A 90-day trial period is a provision in an employment agreement that is only available to employers with 19 or fewer employees, that allows an employer to terminate an employee's employment without reason during the first 90 days of their employment. If an employer dismisses an employee during a 90-day trial period, the employee is not entitled to bring a personal grievance against the employer.


The purpose of a 90-day trial period is to allow employers to assess whether a new employee is a good fit for the job. During the trial period, the employer can observe the employee's work performance, attitude, and fit with the company culture. If the employer is not satisfied with the employee's performance during the trial period, they can dismiss the employee without any further consequences.


However, there are a few legal ins-and-outs that need to be discussed, as these often catch employers out and can leave them liable for a personal grievance.


The employment agreement must provide a 90-day trial period

A 90-day trial period will not be able to be enforced if it is not contained within the employment agreement.
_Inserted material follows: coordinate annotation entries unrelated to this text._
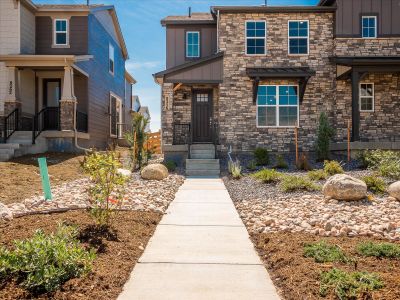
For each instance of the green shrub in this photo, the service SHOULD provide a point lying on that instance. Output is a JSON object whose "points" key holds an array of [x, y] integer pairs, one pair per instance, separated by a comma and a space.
{"points": [[280, 162], [44, 262], [324, 135], [349, 285], [291, 183], [323, 253], [171, 165], [252, 165], [332, 167], [375, 184], [261, 156], [317, 175], [235, 169], [388, 250], [268, 175]]}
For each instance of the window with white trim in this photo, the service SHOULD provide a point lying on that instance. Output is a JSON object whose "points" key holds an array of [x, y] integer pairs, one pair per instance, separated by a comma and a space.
{"points": [[369, 26], [298, 37], [111, 64], [367, 95], [61, 32], [192, 44], [256, 37], [277, 106]]}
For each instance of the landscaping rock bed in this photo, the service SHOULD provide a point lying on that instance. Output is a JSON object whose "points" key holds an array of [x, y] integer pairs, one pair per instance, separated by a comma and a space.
{"points": [[264, 208], [142, 195]]}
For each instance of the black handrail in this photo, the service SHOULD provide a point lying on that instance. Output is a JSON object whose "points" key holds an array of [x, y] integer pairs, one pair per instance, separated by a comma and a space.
{"points": [[11, 124]]}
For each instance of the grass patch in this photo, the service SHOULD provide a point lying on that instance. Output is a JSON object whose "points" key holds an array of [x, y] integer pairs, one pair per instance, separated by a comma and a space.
{"points": [[290, 183], [323, 253], [375, 184], [317, 175], [349, 285], [268, 175], [380, 250]]}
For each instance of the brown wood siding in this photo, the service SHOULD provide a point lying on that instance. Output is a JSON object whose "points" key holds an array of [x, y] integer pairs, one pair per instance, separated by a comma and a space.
{"points": [[78, 36], [348, 18], [176, 42]]}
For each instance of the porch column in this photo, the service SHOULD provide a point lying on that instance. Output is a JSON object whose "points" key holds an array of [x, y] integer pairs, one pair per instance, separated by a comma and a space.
{"points": [[67, 101], [12, 100], [355, 111]]}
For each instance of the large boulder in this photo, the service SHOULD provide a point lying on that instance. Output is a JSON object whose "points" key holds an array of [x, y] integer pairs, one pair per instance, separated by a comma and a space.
{"points": [[394, 190], [345, 187], [154, 172]]}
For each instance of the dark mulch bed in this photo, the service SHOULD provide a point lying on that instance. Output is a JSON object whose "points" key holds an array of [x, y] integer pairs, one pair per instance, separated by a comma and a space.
{"points": [[297, 277], [118, 251]]}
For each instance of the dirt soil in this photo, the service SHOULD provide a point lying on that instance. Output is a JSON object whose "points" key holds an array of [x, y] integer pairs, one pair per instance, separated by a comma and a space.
{"points": [[297, 277], [117, 253], [20, 177]]}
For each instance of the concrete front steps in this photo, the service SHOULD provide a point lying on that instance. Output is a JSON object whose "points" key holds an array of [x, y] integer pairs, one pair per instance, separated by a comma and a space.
{"points": [[202, 161]]}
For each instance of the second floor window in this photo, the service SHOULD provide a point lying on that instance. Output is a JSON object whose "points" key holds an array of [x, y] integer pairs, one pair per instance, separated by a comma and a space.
{"points": [[369, 27], [298, 37], [256, 33], [60, 32], [111, 59], [192, 44]]}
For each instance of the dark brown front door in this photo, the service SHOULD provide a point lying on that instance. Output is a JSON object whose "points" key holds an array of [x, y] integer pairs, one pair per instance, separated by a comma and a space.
{"points": [[202, 116]]}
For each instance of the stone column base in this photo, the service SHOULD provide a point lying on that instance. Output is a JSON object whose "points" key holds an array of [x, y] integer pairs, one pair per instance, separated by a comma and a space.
{"points": [[67, 114]]}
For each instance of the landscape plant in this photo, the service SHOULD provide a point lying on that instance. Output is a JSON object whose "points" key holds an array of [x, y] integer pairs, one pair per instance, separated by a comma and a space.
{"points": [[107, 185], [45, 261], [292, 183], [349, 285], [324, 135], [261, 156], [268, 175], [332, 167], [375, 184], [380, 250]]}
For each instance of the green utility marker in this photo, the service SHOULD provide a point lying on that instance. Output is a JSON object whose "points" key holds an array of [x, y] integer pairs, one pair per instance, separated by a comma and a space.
{"points": [[44, 174]]}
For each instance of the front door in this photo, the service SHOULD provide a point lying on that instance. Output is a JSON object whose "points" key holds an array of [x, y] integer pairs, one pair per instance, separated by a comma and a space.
{"points": [[202, 116]]}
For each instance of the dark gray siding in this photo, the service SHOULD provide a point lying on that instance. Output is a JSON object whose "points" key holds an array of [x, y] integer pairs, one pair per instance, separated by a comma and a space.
{"points": [[348, 17], [176, 42], [78, 36]]}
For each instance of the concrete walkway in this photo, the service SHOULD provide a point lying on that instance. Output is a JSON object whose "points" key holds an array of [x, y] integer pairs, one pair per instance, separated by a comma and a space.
{"points": [[200, 250]]}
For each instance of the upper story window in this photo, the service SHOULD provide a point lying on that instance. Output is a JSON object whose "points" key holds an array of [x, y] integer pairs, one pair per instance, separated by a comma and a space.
{"points": [[367, 97], [111, 64], [192, 44], [61, 32], [256, 37], [369, 27], [298, 37], [277, 106]]}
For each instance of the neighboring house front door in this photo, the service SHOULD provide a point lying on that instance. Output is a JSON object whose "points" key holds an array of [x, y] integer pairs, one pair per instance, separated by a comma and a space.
{"points": [[202, 116]]}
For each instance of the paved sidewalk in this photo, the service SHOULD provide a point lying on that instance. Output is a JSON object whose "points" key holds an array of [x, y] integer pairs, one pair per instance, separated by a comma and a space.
{"points": [[200, 250]]}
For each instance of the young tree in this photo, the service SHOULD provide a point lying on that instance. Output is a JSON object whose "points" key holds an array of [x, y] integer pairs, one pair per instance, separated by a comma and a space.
{"points": [[324, 135]]}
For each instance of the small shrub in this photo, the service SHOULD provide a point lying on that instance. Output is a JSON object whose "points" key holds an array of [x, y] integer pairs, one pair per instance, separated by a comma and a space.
{"points": [[375, 184], [323, 253], [387, 250], [235, 169], [171, 165], [317, 175], [268, 175], [349, 285], [324, 135], [261, 156], [292, 183], [332, 167], [303, 163], [280, 162], [44, 262], [252, 165]]}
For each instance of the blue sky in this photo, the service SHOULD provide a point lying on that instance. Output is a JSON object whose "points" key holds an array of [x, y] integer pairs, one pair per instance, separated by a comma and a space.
{"points": [[145, 37]]}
The Businss.govt.nz website's Employment Agreement Builder provides a great example for a 90-day period clause:


The first 90 days of employment will be a trial period, starting from the first day of work.


During the trial period, the employer may dismiss the employee. Notice must be given within the trial period. Depending on how long the notice period is, the last day of employment may be before, at, or after the end of the trial period.


During the trial period, the employer’s normal notice period doesn't apply. Instead, either the employee or the employer may end this agreement by giving 1 week notice before the trial period ends. The employer might decide to pay the employee not to work. For serious misconduct, the employee may be dismissed without notice.


If dismissed during the trial period, the employee cannot bring a personal grievance or other legal proceedings about the dismissal. They may still bring a personal grievance if they feel the employer has treated them unfairly for other reasons, eg discrimination, harassment or unjustified disadvantage.


During the trial period, the employer and employee must treat each other in good faith.


While each 90-day period clause may be slightly different, the most important parts to include is that the employee is subjected to a 90-day trial period, and as a result, if they are dismissed they cannot bring a personal grievance or other legal proceedings. If a 90-day period cluse is not worded correctly, for example, if it omits the fact that an employee cannot bring a personal grievance, then it may be subject to challenge.


The employee must have agreed to the 90-day period prior to commencing employment

The parties must have agreed on a 90-day trial period prior to commencing employment. While it is preferable that this agreement is shown by way of a signed employment agreement, it is possible for there to be agreement without the signed employment agreement: for example, if an employee were to respond to an email which attached the employment agreement, stating that they explicitly agreed to the terms.


The theory behind this is that there must be unequivocal agreement. An unsigned employment agreement implies that the agreement is still subject to further negotiation and alteration. It is therefore imperative that any employer seeking to include a 90-day period, ensures that the employment agreement is signed and returned prior to the employee commencing employment. If the employee has not signed the employment agreement by the date of proposed commencement, the employer is best to reschedule that commencement date until the agreement is signed. Otherwise, they risk having an ineffective 90-day trial period.


90-day trial periods can't be used for previous or existing employees

The purpose of the 90-day period is to genuinely assess the suitability of an employee. It is only available for new employees, meaning that 90-day trial periods cannot be used for existing employees who have been promoted into a higher role, or for employees who have previously held employment with that employer (for example, on a casual or fixed-term basis).


90-day trial periods don't protect against all claims

It is important to note that a 90-day trial period does not mean that the employee has no rights. The employee is still able to raise any claim that is not connected to the termination of employment The employee can still bring claims relating to minimum wage, breach of employment agreement, breach of the Holidays Act 2003, and so on.


The employee can also bring personal grievances for unjustified disadvantage (for example, for bullying), for sexual harassment, racial harassment, or any of the other personal grievances available under section 103 of the Employment Relations Act 2000.


Conclusion

While 90 day trial provisions are available for small employers to use a part of their hiring practices, it's important to ensure that these are implemented lawfully, otherwise the employer could be subjecting themselves to significant risk of a personal grievance.


If unsure, I recommend seeking legal advice!